JCL Blog

Getting to the Future

Last year the Microsoft Office team produced a video showing their vision for the future.  It is pretty cool.

Technology companies produce mountains of these aspirational works -- probably mostly to inspire their own people to get motivated and build the stuff.  I still remember this video Apple showed in the 90s.

Dr. Francis Colins said:  

The First Law of Technology says we invariably overestimate the short-term impact of a truly transformational discovery, while underestimating its longer-term effects. 

At the time he was talking about he the human genome sequencing project, but it applies to all technological advances.  We always want the future to get here sooner and we often are dejected, or at least frustrated, by the time it actually arrives.  But arrive it finally does and we only have to look at the amazing things around us to confirm Dr. Collins' first law.

The buzz about the Internet of Things is roaring and we are not so much talking about how refrigerators are going to be on the internet, but an avalanche of billions and billions of sensors reporting everything from the proximity of cars to each other to advances in industrial automation.

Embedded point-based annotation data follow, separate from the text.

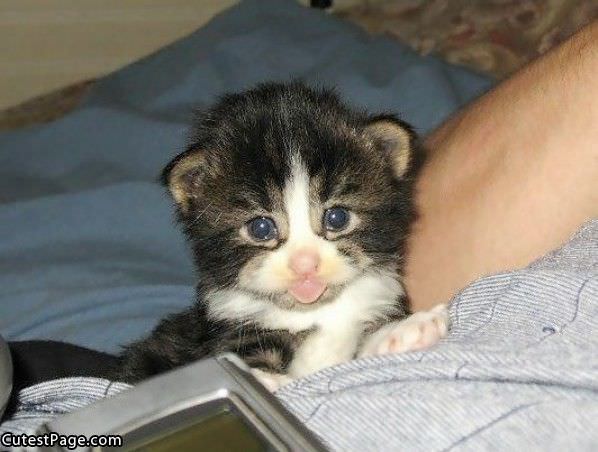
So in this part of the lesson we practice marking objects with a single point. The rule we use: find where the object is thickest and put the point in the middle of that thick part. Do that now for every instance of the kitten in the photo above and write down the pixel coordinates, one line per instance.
(297, 209)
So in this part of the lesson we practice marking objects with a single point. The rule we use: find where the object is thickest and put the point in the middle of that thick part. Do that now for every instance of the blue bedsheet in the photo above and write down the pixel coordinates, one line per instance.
(89, 252)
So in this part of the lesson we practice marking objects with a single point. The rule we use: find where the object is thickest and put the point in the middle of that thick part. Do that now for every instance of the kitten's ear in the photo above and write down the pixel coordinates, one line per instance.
(181, 176)
(395, 139)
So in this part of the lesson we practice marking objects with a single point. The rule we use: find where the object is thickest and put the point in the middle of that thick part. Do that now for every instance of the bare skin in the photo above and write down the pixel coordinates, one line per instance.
(511, 177)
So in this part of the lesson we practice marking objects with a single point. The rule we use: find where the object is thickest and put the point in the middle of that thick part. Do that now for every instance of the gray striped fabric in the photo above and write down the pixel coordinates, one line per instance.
(518, 371)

China is doing its top down thing in an effort to lead in the industry.  They just concluded their third Internet of Things Conference this last weekend.  The EU has gotten underway with an initiative to establish standards and information sharing with their own IOT web site.

Here in the US it does not appear that there is a governmental initiative, but plenty of companies are working on building the tools we will need to make the most of the concept.  IBM was probably first with its Smarter Planet initiative, now in its 4th year.  Microsoft has StreamInsight, Oracle has its initiative, and there are many others.

It took the introduction of the iPhone in 2007 before people could visualize a world with billions of little computers in people's pockets.  There had been smart phones before, there had been PDAs, but for some reason the iPhone showed us the way.

What is going to be the thing or event that breaks through and enables everyone to visualize the Internet of Things revolution?

What is going to get us to that future?